Je souhaite acheter l'iPad mais il me reste une question essentielle à résoudre.

Puis-je importer des documents (.doc, .docx, .ppt etc...) dans mon iPad, les retravailler dessus pour ensuite les exporter sur mon mac ou les utiliser sur projecteur?

Je pense principalement au powerpoint que j'aimerai faire chez moi sur mon mac, le transférer sur mon iPad (ajouter des choses en chemin si besoin) et en faire la présentation orale.

Est-ce possible? Quelles sont les meilleures appli iPad pour ça? Et puis-je imprimer mes documents (.doc ou .pdf) de mon iPad?

Merci de votre aide!


----------



## sharky (13 Août 2010)

Perso j'utilise Quick Office qui fonctionne parfaitement au niveau intégration avec le Mac, mais qui ne supporte pas encore les ppt (fin d'année). Dans ton cas il y a Office HD ou Document to Go qui seraient approprié. Tu utilises Mobile Me si tu as un compte ou DropBox pour gérer tes fichiers

Pour l'impression il y a plusieurs solutions comme Print Online ou ePrint, mais je ne sais pas si cela fonctionne bien.


----------



## Membre supprimé 2 (13 Août 2010)

Bonjour,

Pour l'impression, voir aussi PrintCentral, qui semble assez puissant : http://itunes.apple.com/fr/app/printcentral-for-ipad-le-fichier/id366020849?mt=8


----------



## glad06 (14 Août 2010)

Super! 

Avec tout ceci me voilà rassurée et prête à travailler comme je le souhaite! Merci pour votre aide!


----------



## joinman (15 Août 2010)

Ne soit pas trop vite rassuré !
Va faire un tour sur les avis des soft indiqués ci dessus (sauf print center) dans iTunes. 
Pour ma part, j'ai testé Documents to go. Sous Excel, par exemple aucun graphique ! Sous ppt, pb de respect mise en page


----------



## glad06 (21 Août 2010)

Alors ça y est j'ai testé keynote pour mes ppt. Il n'y a aucun soucis pour la compatibilité avec mon Mac. Juste les polices peuvent être modifiées et les effets mais pas de gros problème majeur concernant les données.

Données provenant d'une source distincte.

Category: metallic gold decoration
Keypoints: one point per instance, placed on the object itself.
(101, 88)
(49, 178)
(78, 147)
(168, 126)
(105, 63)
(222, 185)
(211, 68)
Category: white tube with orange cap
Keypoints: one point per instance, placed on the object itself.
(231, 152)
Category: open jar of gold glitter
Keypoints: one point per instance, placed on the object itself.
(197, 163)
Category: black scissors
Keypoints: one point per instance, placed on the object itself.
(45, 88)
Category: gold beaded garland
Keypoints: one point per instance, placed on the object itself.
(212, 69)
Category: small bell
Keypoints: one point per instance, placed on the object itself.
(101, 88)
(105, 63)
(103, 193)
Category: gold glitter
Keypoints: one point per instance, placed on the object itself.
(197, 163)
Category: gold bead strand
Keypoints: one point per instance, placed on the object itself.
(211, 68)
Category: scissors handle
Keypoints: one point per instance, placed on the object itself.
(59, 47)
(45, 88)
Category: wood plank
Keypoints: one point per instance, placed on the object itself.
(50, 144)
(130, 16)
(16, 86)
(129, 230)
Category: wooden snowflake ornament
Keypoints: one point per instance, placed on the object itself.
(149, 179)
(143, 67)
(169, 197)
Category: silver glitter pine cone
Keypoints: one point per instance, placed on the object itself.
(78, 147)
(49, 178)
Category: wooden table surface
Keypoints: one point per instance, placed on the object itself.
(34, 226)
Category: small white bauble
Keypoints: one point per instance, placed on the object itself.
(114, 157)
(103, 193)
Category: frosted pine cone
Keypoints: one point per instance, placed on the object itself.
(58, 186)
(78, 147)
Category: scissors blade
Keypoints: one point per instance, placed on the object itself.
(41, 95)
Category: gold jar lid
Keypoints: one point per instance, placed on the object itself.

En ce qui concerne l'impression de mes documents via dropbox avec printcentral je ne comprends pas... Apparemment il faut que mon ordinateur reste le relais permanent avec l'imprimante via le logiciel weprint. En gros, je ne peux pas éteindre mon ordi lorsque je suis à l'extérieur si je veux imprimer de mon iPad.

Y a t-il une appli pour imprimer en wifi mes doc et mail directement de l'ipad sur l'imprimante wifi?


----------